Einige Highlights auf Youtube:
Get Lucky (LEISURE PLAY KEYBOARD & PIANO LESSONS)




 

2 thoughts on “Yamaha PSR-E433 Keyboard im Test

  1. Hallo,
    vielen Dank für Ihre Seiten. Als Laie sehr angenehm zu lesen.

    Eine Frage habe ich jedoch bezüglich dem PSR-E433:

    Warum wird dieses empfohlen, es ist doch von 2011, und nicht einen der Nachfolger, E443 (2013) oder E453 (2015)???

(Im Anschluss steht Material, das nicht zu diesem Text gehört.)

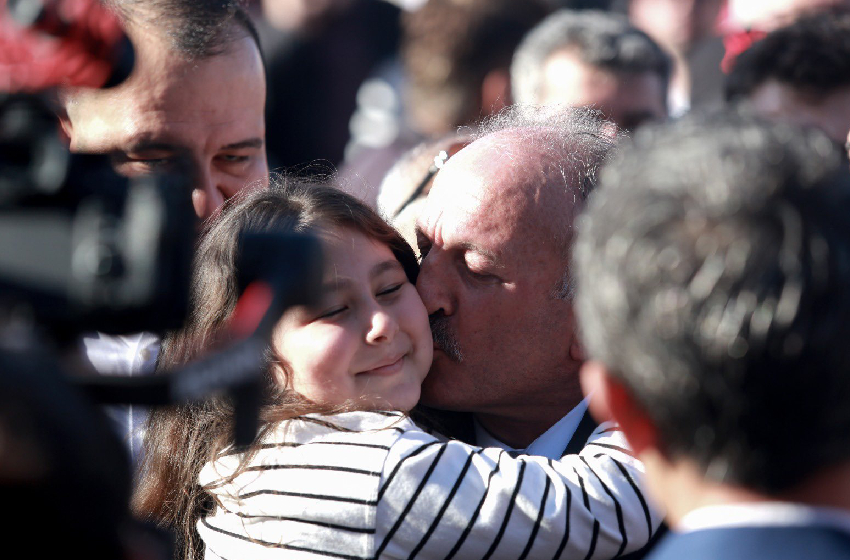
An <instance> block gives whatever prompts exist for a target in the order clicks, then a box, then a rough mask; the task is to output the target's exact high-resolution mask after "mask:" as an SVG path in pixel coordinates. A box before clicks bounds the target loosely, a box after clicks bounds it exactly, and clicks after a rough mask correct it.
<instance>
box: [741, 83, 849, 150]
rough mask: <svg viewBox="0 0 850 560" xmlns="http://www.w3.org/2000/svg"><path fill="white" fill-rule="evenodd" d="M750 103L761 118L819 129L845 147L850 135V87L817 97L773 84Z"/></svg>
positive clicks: (770, 84)
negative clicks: (849, 133) (848, 136)
mask: <svg viewBox="0 0 850 560" xmlns="http://www.w3.org/2000/svg"><path fill="white" fill-rule="evenodd" d="M749 103H750V104H751V105H752V108H753V109H754V110H755V111H756V112H757V113H758V114H760V115H763V116H765V117H767V118H769V119H776V120H780V121H787V122H790V123H794V124H797V125H800V126H814V127H817V128H819V129H821V130H822V131H823V132H825V133H826V135H827V136H829V137H830V138H832V139H833V140H834V141H835V142H838V143H840V144H842V145H843V144H844V143H845V142H846V141H847V139H848V133H850V87H846V88H841V89H838V90H836V91H834V92H832V93H830V94H829V95H825V96H823V95H814V96H813V95H809V94H807V93H805V92H800V91H798V90H796V89H795V88H792V87H789V86H786V85H784V84H782V83H780V82H777V81H775V80H769V81H767V82H765V83H764V84H762V85H761V86H759V87H758V88H756V90H755V91H754V92H753V93H752V95H751V96H750V100H749Z"/></svg>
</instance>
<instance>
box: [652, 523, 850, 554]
mask: <svg viewBox="0 0 850 560" xmlns="http://www.w3.org/2000/svg"><path fill="white" fill-rule="evenodd" d="M760 558H769V559H771V560H792V559H793V560H838V559H850V533H848V532H844V531H841V530H839V529H833V528H830V527H823V526H785V527H739V528H728V529H704V530H700V531H692V532H690V533H683V534H679V533H674V532H670V533H668V534H667V536H666V537H665V538H664V539H662V540H661V542H660V543H659V544H658V546H656V547H655V549H654V550H653V551H652V552H651V553H650V554H648V555H647V556H646V560H685V559H687V560H757V559H760Z"/></svg>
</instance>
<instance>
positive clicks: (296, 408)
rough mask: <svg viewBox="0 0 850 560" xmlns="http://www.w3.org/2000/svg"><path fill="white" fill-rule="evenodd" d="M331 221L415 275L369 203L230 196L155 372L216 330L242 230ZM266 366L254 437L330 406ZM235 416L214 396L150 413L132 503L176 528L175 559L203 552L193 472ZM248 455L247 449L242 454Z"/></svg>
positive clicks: (304, 186) (233, 300) (191, 557)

    Würde mich über eine baldige Antwort sehr freuen!

    Vielen Dank!

     
    1. Hallo Nina,
      Das Yamaha PSR-443 war als Nachfolgemodell in einem ausführlichen Test mal vor einigen Jahren im Hinterkopf. Doch bei Nachfolgemodellen besteht auch das Problem, dass die Funktionen sich nur minimal verändert haben und kein wirkliches Upgrade darstellen. Deswegen wurde das PSR443 nicht berücksichtigt, da die Funktionen doch sehr identisch sind und ich quasi den gleichen Text geschrieben habe. Auf das Nachfolgemodell habe ich in der Vorgängerversion dann aufmerksam gemacht. Aber für das neueste Modell folgt demnächst ein Test für das neues Yamaha Modell. Eine Ablösung beim Testsieger ist ebenfalls in Sicht.